40 ülkenin "yüksek öğretim alanı" demek... "Yaklaşık 4 bin üniversite" demek. "12 milyon öğrenci" demek. Yine "Avrupa Yüksek Öğretim Alanı" demek... Bir gencin Kars-Kafkas Üniversitesi'nde yüksek öğretime başlaması... İlk 2 yıldan sonra, üçüncü yılı Londra'da... Dördüncü yılı Paris'te okuması... Doktorayı Moskova'da yapması demek.
"Avrupa Yüksek Öğretim Alanı" demek... Türkiye'deki üniversite diplomasının bütün dünyada geçerli olması demek. Türkiye'den diploma alan gencin "bütün dünyada iş bulabilmesi" demek. "Bu işten... Bu süreçten" en karlı çıkacak ülke Türkiye. Zira nüfus genç.
Avrupa Yüksek Öğretim Alanı'nın "hedefi" 2010'da "doğacak her iki çocuktan birine üniversite olanağı sağlanması." Bu demektir ki... Bir süre sonra "en az 350 üniversitemiz olacak." Hocalarımız "40 ülkede" ders verecek. Türkiye'ye, 40 ülkeden hoca gelecek.

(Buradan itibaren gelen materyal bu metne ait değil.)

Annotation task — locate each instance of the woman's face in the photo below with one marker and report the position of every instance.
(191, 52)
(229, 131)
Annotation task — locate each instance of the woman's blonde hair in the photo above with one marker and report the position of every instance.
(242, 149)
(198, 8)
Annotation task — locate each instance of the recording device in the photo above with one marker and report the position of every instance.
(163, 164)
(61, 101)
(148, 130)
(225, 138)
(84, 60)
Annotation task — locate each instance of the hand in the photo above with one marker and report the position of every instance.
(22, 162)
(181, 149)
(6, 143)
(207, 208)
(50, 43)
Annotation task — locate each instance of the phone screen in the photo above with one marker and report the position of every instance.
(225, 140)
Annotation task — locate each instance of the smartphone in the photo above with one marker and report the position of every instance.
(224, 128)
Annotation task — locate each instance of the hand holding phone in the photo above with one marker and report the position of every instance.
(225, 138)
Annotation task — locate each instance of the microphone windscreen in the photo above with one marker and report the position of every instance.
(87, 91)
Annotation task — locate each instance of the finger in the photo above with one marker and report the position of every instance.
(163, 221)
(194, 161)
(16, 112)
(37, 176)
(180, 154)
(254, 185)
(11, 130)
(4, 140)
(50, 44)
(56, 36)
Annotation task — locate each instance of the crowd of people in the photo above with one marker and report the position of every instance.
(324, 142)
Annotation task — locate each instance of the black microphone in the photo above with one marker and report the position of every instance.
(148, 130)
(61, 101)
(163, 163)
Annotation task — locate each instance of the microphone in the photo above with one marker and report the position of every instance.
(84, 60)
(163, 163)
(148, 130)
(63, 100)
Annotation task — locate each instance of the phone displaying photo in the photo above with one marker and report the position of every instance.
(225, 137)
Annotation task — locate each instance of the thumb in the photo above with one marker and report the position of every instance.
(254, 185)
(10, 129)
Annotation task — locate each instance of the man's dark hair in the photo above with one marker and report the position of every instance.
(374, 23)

Avrupa Yüksek Öğretim Alanı sürecine "kendi isteğiyle giren" Türkiye, bugüne kadar "şekil şartlarını" yerine getirdi. Ama yapacak daha pek çok "ev ödevimiz" var... YÖK'ün konumu. Rektör ve dekanların görev ve yetkileri. Hükümet-Üniversite ilişkileri. Hocaların hakları. Öğretim kalitesi. Bütün bunların "önyargısız" ele alınması, sorgulanması gerekiyor.
Bu olay "parti çekişmelerinin üzerinde." "Ulusal bir politika" izlenmesi şart. Onun için "erkenden" yazıyoruz ki... "Hazırlığımızı" yapalım. Ve Milli Eğitim Bakanı'nı, Norveç'e, "diğer ülkelerin bakanları gibi" yollayalım. Yanında YÖK'ün yetkilileri de olsun, rektörler de, hoca ve öğrencilerin dernek temsilcileri de.